Algonquin artist Nadia Myre recovers Indigenous identity


In the middle of the darkened exhibition space is a large horizontal video screen two feet above the ground. Standing over it, you watch two pairs of hands – one on either side of the screen – diligently working away on handicrafts.

These hands are busy measuring material, outlining shapes, sketching images, folding cloth, cutting leather and stringing beads.
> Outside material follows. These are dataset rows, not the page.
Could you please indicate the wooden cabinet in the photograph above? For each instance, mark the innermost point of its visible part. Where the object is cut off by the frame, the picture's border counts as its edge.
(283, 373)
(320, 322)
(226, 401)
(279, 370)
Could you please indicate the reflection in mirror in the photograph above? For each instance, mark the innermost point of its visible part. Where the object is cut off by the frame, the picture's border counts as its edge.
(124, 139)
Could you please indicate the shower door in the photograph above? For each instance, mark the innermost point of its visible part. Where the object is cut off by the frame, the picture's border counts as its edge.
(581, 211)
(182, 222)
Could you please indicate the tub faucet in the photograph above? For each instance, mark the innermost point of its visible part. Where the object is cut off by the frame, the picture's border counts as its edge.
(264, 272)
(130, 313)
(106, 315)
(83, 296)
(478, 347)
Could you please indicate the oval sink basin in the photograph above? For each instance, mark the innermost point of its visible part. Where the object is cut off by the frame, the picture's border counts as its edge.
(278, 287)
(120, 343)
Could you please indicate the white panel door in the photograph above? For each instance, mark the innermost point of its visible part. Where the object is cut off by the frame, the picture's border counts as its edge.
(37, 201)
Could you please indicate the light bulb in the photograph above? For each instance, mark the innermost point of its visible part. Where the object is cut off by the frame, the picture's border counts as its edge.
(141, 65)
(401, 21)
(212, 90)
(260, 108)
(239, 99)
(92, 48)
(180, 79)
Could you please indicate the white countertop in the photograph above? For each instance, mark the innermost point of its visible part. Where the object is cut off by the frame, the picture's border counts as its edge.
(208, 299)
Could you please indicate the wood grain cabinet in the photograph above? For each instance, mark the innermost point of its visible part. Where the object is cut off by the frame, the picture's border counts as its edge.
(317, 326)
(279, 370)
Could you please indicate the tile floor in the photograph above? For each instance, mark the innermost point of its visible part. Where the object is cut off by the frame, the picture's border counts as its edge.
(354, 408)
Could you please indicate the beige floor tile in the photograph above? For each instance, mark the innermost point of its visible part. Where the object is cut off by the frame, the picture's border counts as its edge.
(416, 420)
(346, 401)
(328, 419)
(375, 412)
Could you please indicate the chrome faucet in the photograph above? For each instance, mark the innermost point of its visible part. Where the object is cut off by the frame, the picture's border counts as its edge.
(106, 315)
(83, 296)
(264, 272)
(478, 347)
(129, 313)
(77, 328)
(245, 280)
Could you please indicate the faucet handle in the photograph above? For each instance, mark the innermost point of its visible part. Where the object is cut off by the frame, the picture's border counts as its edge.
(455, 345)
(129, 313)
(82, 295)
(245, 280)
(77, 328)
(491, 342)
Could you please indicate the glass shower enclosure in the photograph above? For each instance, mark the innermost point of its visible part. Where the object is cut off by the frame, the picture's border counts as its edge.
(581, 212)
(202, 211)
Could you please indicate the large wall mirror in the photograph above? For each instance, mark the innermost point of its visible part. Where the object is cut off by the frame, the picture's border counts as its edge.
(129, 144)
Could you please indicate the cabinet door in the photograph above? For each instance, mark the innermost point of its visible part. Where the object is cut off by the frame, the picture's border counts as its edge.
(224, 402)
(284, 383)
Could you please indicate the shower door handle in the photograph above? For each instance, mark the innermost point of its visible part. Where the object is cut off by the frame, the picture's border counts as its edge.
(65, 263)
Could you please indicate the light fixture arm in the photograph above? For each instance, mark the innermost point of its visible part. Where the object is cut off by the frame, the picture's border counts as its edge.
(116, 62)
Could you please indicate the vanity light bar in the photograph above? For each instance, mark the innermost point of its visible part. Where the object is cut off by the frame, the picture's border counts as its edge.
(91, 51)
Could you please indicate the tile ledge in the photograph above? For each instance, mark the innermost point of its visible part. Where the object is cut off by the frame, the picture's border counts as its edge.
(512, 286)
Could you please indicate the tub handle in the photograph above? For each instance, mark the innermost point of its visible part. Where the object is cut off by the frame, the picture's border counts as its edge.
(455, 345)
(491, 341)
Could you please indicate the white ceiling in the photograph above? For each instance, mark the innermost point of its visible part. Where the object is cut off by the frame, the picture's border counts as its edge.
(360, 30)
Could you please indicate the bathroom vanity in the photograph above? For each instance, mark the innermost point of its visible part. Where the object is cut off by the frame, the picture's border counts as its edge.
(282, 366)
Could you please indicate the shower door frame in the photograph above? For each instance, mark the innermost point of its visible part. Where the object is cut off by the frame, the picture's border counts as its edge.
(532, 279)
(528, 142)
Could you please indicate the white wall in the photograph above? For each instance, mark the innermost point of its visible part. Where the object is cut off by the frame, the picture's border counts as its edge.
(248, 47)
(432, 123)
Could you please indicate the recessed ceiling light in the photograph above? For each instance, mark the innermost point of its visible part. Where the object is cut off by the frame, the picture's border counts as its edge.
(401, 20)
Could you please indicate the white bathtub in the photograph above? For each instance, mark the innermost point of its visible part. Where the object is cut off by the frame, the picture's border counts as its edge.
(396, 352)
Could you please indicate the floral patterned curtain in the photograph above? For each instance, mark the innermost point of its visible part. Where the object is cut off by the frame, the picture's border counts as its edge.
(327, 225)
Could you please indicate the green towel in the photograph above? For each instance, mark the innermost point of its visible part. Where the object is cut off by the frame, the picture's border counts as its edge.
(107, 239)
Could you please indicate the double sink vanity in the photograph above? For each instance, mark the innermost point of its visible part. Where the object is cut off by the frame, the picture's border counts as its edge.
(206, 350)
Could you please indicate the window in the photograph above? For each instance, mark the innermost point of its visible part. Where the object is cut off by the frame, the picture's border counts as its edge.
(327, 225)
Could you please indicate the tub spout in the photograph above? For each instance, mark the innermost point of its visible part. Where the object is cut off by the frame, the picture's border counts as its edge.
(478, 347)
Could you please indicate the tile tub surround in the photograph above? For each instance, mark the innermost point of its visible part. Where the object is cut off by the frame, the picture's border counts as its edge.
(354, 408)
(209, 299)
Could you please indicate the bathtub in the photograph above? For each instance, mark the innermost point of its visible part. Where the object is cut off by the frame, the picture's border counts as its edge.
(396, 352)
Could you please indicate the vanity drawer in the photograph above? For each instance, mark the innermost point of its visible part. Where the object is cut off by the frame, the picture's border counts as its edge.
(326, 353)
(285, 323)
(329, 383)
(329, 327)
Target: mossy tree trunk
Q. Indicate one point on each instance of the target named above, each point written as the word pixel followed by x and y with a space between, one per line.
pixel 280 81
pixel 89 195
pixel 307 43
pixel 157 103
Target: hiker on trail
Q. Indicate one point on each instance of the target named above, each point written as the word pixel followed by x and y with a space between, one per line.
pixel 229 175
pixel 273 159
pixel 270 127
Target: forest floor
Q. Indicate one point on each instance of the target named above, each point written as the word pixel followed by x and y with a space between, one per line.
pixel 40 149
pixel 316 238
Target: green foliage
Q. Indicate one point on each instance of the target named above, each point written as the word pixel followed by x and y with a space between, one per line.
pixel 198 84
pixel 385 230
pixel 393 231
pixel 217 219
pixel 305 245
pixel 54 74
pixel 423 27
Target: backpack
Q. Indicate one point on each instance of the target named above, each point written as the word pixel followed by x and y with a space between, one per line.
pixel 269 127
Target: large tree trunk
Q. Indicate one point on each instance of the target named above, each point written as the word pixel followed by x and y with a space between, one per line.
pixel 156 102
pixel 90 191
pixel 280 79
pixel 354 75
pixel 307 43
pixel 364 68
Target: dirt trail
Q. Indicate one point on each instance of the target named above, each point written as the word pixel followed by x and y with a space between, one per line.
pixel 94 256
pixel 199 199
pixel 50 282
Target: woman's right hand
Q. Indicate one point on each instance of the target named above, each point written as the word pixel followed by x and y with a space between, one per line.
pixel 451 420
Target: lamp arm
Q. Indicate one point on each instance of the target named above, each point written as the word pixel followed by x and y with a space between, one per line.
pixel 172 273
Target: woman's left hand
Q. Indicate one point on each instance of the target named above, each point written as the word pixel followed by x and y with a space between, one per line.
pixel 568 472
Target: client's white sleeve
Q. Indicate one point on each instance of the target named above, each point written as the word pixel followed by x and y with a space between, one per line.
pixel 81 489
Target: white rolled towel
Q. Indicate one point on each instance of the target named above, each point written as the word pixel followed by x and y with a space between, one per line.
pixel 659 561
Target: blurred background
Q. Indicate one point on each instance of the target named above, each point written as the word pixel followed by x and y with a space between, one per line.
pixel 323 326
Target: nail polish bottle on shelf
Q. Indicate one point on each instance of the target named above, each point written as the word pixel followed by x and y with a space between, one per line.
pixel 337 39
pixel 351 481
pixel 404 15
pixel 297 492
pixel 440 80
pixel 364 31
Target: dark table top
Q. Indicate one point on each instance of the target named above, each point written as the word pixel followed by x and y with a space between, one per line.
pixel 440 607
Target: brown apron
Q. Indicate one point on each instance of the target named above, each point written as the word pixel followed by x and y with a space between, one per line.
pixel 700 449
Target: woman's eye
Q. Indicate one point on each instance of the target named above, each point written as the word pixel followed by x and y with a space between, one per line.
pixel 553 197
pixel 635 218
It is only when you walk around the room that you realize the hands belong to Algonquin artist Nadia Myre, the driving force behind this multidisciplinary show.

It is then that you see the creations of Myre’s adept handiwork placed behind the glass of the display cases alongside traditional artifacts made in the 19th century by various members of other First Nations communities – including Haudenosaunee, Mi’kmaq and Coast Salish.

Myre’s latest artistic endeavour is titled Decolonial Gestures or Doing it Wrong? Refaire le chemin. It opened February 18 at the McCord Museum, where she is the artist-in-residence. The exhibit is her final project that summarizes the research and work she’s been doing for the past year at the museum.

Sifting through the museum’s large collection of First Nations artifacts, Myre uses a mix of objects, photographs, books and paintings to shed light on traditional Aboriginal crafts.

A member of the Kitigan Zibi Anishinabeg First Nation – located next to Maniwaki – Myre uses her show to illustrate how she is engaged in recovering a Native identity.

Set up in front of the display cases are headphone boxes that allow you to hear the instructions Myre followed in making her four original pieces – a pair of moccasins, a bag, a hair-receiver and a basket. What you quickly realize is that her contemporary pieces are not out of place positioned next to artifacts made 100 or 150 years ago. The attention to detail and purpose is evident. The new pieces serve as a reminder that the traditional process continues.

Myre’s black-and-red shoulder bag with dangling yellow-and-white braids and nine white feathers delicately stitched on the flap is a something a young Native woman in the 18th or 19th century could easily have made.

Myre’s objective is to underline the idea that with colonization came a devaluing of traditional artifacts. This is stated in one of the explanatory texts: “Museums function as active agents in the process of decontextualization; many artifacts from the First Nations collection have lost their cultural function as a result of ‘being collected’ and removed from their communities, and, in turn, many communities have lost the cultural knowledge of these objects.

“The production of these re-imagined pieces epitomizes personal learning, re-skilling, as well as a system of knowledge transmission. Their creation allows me to restore the cognitive processes that have been the backbone of Native cultures; in revitalizing a material practice, I am performing a decolonial gesture and forging a cultural identity.”

Victorian inspiration

Myre discovered that women in Victorian society had a fascination for Indigenous artwork. Many women’s periodicals of the time featured articles instructing their readers how to produce bead- and needlework items.

These periodicals provided a window to the world and faraway places and peoples. Exoticism was in vogue and the readers wanting to enjoy fascination could follow the detailed instructions the publication provided and create colourful and exotic pieces.